The White House rescinded Mr. O’Rielly’s nomination five days after his speech without an explanation. In his place, it nominated Nathan Simington, a Commerce Department lawyer who helped write the petition that asked the F.C.C. to limit the law. Mr. Trump tweeted in support of Mr. Simington’s nomination.

This month, the commission’s Republican chairman, Ajit Pai, said he would take steps to consider the proposal to limit the law.

“Social media companies have a First Amendment right to free speech,” Mr. Pai said in an Oct. 15 statement. “But they do not have a First Amendment right to a special immunity denied to other media outlets, such as newspapers and broadcasters.”

The White House and its allies have also tried to prod the Federal Trade Commission, which polices the claims that companies make to consumers, to address its concerns with the law.

Mr. Trump’s executive order asked the trade commission to investigate complaints about how social media companies moderate their content, looking at whether they violate the prohibition on “unfair and deceptive” practices. At a hearing in August, Senator Roger Wicker, Republican of Mississippi, asked the agency’s chairman whether it had taken action on the order yet.

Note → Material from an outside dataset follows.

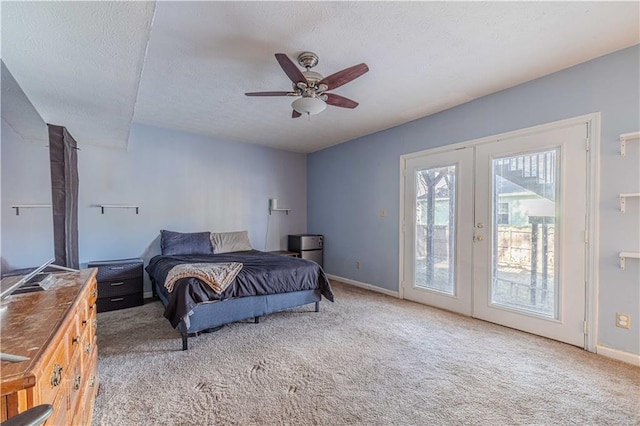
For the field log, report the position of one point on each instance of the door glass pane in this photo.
(435, 228)
(524, 225)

The chairman, Joseph J. Simons, pushed back. “Our authority focuses on commercial speech, not political content curation,” he said. Mr. Trump also met with Mr. Simons in recent months to discuss the issue, said a person with knowledge of the meeting, who would speak only anonymously because the person was not authorized to talk publicly about the meeting.

Mr. Trump’s allies on the Senate Commerce Committee are expected to spend the Wednesday hearing asking Mark Zuckerberg of Facebook, Jack Dorsey of Twitter and Sundar Pichai of Google about the companies’ content moderation and use of the legal shield. The Senate Judiciary Committee has also subpoenaed Mr. Dorsey and Mr. Zuckerberg to testify about the way they handle content, in a hearing scheduled for after the election.

Senator Josh Hawley, a Missouri Republican on the Judiciary Committee, said that simply because some conservative personalities were thriving online did not negate instances when conservative content had been taken down. And he disagreed with opponents who say the right is simply trying to work the referees of the information age.

“The point is, there shouldn’t be refs,” Mr. Hawley said.

Many Democrats say the administration’s actions — and those of its allies in Congress — are little more than political theater. Some academic critics of Section 230, too, say the administration’s attacks seem more rooted in politics than a desire for a specific policy outcome.

“There’s simply no reason to have this hearing just prior to the election, except that it may intimidate the platforms, who have shown themselves to be vulnerable to political blunt force in the past,” Senator Brian Schatz, Democrat of Hawaii, wrote in a tweet about the Wednesday hearing.